Probably about as frustrated as journalists are about getting nothing but evasion and spin when asking serious questions. For instance, we all know that the debt problem has to be faced sooner or later. Cameron wants to do it sooner and Brown later, and there's good economic arguments both ways, depending both on the extent and timing of individual proposals. There is no categorical right or wrong, because that will depend on the exact economic result of actions, and it simply isn't that exact a science, and you're going to end up judging relative merits of two different types of detrimental effect and making a value judgement. But do our politicians (on both sides) actually try explaining the options, and the likely impacts and risks each way? No, they just try to score cheap points off each other.
And, as the people in power with their hands on the steering wheel of state, naturally the most probing questions go to Brown ... though with a looming election, Cameron can expect to be held much more to account. So Brown tells us he's going to cut this whopping great deficit by 50% in four years, and despite not planning to even seriously start looking at reducing spending for the next couple of fiscal years, he won't even give a general direction of the type of measures that might be necessary. I heard him say earlier today that he's relying on economic growth to do it. The inference was that there won’t need to be any cuts, or not of any seriousness anyway. He's back onto the "Tory cuts versus Labour investment" track again, and I don't know of any serious economist that thinks for an instant that we can simply grow our way out of this mess.
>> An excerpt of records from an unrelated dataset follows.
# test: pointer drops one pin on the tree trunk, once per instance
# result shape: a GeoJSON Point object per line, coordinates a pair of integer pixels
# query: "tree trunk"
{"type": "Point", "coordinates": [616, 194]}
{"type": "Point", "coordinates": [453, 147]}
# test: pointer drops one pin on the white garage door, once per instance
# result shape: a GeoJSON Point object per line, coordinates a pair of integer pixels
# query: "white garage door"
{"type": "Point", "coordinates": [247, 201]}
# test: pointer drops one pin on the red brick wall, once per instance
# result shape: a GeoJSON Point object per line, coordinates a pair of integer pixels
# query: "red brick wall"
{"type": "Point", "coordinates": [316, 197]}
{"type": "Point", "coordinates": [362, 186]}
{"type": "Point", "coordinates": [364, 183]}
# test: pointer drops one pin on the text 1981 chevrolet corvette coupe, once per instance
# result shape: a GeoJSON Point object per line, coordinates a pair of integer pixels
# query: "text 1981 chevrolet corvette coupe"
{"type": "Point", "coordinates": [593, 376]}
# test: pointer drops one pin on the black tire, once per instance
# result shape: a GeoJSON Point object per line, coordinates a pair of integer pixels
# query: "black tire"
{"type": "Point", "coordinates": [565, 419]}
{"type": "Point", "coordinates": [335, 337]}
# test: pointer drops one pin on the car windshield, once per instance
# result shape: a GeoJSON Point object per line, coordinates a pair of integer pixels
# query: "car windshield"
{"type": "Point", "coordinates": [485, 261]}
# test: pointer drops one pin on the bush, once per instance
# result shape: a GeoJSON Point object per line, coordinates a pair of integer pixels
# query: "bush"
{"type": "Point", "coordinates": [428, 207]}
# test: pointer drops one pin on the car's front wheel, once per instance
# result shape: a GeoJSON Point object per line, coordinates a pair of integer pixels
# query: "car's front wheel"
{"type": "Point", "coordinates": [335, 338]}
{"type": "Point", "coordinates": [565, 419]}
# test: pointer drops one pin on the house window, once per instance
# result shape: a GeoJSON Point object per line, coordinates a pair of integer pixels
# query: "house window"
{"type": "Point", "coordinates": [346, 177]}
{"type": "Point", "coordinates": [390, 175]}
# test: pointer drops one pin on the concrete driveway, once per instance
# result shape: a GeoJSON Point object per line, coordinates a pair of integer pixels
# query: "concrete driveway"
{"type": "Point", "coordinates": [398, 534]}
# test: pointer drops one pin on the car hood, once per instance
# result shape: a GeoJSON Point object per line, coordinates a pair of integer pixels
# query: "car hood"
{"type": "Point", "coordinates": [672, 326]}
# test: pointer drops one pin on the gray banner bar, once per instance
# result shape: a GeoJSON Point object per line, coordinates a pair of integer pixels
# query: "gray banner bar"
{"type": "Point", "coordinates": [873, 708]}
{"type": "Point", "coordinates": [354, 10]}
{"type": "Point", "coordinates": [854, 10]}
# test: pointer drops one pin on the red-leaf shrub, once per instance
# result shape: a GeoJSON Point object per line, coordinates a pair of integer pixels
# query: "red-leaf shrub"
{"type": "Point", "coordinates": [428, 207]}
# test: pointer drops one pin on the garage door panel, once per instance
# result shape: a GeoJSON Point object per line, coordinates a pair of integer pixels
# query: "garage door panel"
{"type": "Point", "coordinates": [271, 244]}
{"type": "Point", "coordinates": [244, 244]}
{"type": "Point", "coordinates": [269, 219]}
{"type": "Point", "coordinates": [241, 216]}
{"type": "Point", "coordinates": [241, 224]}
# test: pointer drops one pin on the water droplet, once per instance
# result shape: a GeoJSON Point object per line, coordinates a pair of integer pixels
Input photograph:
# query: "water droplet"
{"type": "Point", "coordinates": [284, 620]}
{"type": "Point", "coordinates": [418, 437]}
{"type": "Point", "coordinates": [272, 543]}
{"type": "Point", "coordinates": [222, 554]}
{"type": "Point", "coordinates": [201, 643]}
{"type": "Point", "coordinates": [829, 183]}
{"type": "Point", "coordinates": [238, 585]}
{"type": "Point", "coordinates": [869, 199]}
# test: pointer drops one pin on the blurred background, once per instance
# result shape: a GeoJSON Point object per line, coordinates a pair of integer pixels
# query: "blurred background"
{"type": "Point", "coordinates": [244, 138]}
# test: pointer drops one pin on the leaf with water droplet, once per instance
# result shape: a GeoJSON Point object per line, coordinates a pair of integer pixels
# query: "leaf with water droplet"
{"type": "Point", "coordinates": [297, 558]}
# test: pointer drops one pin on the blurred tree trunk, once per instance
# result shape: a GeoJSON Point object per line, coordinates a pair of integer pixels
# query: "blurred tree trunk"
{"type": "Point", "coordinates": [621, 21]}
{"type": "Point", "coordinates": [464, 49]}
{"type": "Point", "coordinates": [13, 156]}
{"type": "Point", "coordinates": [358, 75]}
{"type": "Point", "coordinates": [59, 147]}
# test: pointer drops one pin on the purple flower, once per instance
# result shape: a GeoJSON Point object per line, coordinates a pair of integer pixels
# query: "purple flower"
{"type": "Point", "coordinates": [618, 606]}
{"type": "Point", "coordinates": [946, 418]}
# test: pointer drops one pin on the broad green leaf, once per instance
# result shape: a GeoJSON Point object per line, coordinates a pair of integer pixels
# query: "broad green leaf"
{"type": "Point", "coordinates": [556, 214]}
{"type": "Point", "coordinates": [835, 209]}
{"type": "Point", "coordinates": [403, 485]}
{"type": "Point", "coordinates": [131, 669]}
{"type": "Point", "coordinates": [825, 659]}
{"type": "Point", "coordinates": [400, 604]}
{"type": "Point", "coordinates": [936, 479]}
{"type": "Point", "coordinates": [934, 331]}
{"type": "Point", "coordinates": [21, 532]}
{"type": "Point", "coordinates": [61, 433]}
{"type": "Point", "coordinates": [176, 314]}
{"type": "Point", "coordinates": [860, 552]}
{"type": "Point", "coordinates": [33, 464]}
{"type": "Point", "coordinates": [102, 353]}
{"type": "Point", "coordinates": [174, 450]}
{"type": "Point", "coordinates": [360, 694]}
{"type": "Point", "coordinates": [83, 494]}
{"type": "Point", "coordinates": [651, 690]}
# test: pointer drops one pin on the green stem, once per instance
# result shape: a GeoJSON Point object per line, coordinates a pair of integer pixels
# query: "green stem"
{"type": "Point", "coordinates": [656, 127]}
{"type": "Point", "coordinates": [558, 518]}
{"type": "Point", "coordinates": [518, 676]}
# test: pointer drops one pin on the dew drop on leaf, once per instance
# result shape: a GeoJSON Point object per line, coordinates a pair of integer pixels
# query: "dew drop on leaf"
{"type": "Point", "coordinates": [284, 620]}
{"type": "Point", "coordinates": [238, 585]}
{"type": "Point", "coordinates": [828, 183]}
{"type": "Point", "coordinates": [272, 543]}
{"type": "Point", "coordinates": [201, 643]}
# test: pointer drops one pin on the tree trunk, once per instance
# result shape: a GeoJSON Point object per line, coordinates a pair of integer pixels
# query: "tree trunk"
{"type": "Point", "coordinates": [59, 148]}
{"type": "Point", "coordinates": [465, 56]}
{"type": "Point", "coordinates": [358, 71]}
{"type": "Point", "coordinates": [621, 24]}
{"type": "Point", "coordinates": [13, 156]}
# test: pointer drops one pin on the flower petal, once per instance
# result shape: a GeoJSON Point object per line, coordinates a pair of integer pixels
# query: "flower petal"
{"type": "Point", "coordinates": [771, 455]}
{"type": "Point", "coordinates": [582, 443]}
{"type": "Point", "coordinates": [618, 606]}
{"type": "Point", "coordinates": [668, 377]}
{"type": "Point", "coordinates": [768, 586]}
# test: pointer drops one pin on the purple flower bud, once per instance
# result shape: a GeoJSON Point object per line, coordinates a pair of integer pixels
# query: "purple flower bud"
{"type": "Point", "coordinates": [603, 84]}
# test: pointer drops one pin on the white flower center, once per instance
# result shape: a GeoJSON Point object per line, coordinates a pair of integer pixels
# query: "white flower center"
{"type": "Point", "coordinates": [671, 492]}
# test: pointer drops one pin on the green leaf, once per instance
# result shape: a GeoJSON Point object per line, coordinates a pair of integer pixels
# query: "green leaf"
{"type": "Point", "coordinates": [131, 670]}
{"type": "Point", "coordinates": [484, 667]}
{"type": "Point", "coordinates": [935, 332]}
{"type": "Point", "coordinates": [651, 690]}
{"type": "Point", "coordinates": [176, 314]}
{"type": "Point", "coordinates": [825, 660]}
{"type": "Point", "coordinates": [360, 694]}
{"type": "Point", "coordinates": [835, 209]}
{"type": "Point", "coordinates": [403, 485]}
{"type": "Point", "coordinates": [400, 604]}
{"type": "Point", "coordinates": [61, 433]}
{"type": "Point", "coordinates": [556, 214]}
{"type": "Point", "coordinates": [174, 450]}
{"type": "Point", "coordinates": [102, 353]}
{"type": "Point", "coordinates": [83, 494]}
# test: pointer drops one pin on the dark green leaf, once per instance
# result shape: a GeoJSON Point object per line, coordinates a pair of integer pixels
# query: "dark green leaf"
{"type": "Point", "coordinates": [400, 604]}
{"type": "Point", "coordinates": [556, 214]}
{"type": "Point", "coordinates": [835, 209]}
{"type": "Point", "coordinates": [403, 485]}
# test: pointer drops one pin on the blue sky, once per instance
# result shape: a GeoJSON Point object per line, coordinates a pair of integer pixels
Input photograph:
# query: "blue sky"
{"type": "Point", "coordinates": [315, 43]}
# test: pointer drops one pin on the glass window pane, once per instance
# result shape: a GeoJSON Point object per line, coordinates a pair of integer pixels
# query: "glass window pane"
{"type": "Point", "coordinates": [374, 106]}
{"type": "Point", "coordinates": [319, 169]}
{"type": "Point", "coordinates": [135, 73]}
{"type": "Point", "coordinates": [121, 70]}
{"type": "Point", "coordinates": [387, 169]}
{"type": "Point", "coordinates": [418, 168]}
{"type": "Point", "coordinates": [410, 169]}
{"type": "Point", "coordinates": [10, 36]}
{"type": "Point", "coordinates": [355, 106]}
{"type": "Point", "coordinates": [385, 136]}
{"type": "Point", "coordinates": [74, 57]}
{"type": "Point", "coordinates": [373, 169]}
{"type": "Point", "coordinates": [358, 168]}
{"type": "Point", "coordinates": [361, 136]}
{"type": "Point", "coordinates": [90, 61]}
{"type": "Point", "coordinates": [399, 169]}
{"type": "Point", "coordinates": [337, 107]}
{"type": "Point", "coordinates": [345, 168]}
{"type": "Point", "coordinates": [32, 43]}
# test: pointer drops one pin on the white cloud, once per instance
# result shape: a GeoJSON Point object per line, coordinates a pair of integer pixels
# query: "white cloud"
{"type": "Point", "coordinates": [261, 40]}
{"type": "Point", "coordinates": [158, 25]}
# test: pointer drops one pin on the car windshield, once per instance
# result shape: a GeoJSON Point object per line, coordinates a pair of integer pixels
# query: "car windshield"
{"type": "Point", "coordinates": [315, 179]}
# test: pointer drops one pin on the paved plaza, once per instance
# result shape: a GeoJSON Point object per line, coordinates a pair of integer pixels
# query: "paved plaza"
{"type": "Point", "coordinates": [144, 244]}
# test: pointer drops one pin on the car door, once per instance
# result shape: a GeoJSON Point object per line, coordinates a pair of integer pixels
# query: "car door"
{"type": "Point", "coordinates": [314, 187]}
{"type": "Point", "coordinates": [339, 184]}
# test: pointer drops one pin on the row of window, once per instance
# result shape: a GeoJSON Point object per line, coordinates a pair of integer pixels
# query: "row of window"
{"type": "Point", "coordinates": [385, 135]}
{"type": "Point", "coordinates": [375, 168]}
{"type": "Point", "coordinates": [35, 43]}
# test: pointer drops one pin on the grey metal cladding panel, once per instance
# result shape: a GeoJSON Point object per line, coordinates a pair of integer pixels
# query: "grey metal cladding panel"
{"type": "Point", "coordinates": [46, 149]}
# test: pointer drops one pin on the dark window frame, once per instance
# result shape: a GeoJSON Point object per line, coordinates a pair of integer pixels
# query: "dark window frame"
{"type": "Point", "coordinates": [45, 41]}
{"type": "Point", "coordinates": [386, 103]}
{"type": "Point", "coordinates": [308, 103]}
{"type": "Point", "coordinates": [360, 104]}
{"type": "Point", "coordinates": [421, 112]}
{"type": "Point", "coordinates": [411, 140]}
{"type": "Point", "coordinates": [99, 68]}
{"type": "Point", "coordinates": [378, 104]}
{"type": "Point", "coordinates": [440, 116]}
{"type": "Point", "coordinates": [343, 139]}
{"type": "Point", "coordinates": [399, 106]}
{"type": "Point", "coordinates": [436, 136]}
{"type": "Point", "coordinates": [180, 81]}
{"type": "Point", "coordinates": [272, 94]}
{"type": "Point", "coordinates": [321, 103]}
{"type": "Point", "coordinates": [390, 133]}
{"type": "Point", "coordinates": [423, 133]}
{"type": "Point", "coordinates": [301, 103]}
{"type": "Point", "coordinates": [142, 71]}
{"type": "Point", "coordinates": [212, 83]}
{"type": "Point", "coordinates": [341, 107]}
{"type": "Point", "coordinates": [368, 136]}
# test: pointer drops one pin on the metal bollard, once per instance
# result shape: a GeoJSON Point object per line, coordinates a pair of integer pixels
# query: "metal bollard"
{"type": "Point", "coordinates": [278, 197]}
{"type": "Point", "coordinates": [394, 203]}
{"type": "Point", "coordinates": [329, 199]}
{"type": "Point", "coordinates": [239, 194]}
Yet when Brown, or Darling, or any other minister are asked, not even for detailed plans, but merely for a broad-brush picture of the sort of extent of cuts, and the general priorities for what will be protected, all the journalists get is zip.
That leads us with two possibilities :-
1) They know roughly, or perhaps even in more detail, what's coming but don't want to tell us. Or don't dare. Or more likely, don’t dare let the unions know just before a General Election, or
2) They don't know. And that's even more frightening that 1).
Is the press perfect? Not by a hell of a long way, no. But the only light we get shone into places our supposed "elected representatives" would rather we didn't get to see is shone by the press. Imperfect though it may be, it's far better than a bunch of Fleet Street political bootlickers would be. Oh, and it's pretty varied too. There's good and bad, there's highly experienced and knowledgeable and ... well, not. There are hard interviewers and soft interviewers.
Politicians should take the good with the bad, and should be able to cope with questions that they think are out-of-bounds. But the fact that THEY think they're out of bounds doesn't mean that are. And as for questions on painkillers, if you watched Question Time tonight, you'd have seen that a range of opinions expressed on that.
To be honest, I don't much care if politicians are frustrated by the questions. As someone they're supposed to be representing, I get incredibly frustrated by them giving me the mushroom treatment (kept in the dark and fed on .... you know), and journalist's questions are about the only (slim) chance we get of finding out what our political employees are doing in our name .... and they won’t do us the courtesy of telling us.
The end result? We simply don't trust them any more. We've been conned, spun and even lied to so extensively that we don't trust a word they say, and it emphatically doesn't help when they can't even really admit that we're heading for serious cuts and tax rises, and probably over a protracted period. The press aren't the real problem. Politicians are.